I did, however, find two full pages of classified ads for obscenely well-paying jobs for engineers. To add insult to injury in a spasm of guilt, my Dad, who left Mom and us kids when I was 5 to go off and become an engineer for Brown and Root*, had offered to put me through Rice's engineering school on a Haliburton scholarship. He had become a self-taught engineer and project manager for the company so his kids got a free ride at Texas' premier engineering school if they wanted it. But genius that I was, I turned him down in favor of a degree path that led to my exciting career as an underpaid teacher and later as an underpaid worker in the nonprofit sector, where so many of my fellow English majors wound up after reading far too much Dickens in English lit classes.That, and we were already in line at the food bank anyway when we someone told us how we could work long hours for low pay making the world a better place. Oddly enough, that kind of sales pitch appeals to English majors.

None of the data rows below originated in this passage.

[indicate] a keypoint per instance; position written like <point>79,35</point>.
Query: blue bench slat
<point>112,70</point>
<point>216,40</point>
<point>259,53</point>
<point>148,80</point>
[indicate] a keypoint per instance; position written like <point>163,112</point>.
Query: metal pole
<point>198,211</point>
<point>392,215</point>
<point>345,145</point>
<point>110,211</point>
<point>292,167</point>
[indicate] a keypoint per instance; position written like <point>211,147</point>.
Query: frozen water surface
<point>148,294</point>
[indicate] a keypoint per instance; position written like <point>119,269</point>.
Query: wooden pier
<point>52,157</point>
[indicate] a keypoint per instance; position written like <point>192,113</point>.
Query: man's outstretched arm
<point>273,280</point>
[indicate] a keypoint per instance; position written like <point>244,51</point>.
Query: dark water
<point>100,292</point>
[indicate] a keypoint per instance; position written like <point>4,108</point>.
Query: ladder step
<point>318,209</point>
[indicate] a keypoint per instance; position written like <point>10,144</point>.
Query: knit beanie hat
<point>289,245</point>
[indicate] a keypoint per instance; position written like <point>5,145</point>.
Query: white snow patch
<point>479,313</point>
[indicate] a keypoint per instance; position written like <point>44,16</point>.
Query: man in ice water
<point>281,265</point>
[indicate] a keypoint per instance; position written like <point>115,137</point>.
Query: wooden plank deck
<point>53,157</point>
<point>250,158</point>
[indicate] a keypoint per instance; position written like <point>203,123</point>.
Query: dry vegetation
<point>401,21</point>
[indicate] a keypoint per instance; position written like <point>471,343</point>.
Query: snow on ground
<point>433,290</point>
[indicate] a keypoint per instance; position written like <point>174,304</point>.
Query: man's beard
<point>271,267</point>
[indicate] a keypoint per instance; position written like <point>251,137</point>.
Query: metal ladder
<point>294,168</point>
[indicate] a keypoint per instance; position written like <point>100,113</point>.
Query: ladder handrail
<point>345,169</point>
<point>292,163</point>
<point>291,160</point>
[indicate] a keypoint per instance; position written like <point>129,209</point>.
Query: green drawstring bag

They say our reward is in heaven. It would have to be if you were talked into becoming an English major** in this life.
Tom King © 2014
* This was after Dad did a brief educational stint in Texas's very special state vocational rehabilitation facility (the Huntsville Unit) where he also learned to ride in their rodeo program.
** This observation could also apply equally to art history, women's studies, political science, sociology, anthropology, psychology and marine biology (at least the kind of marine biology that leads to a well-paying job swimming with dolphins every day).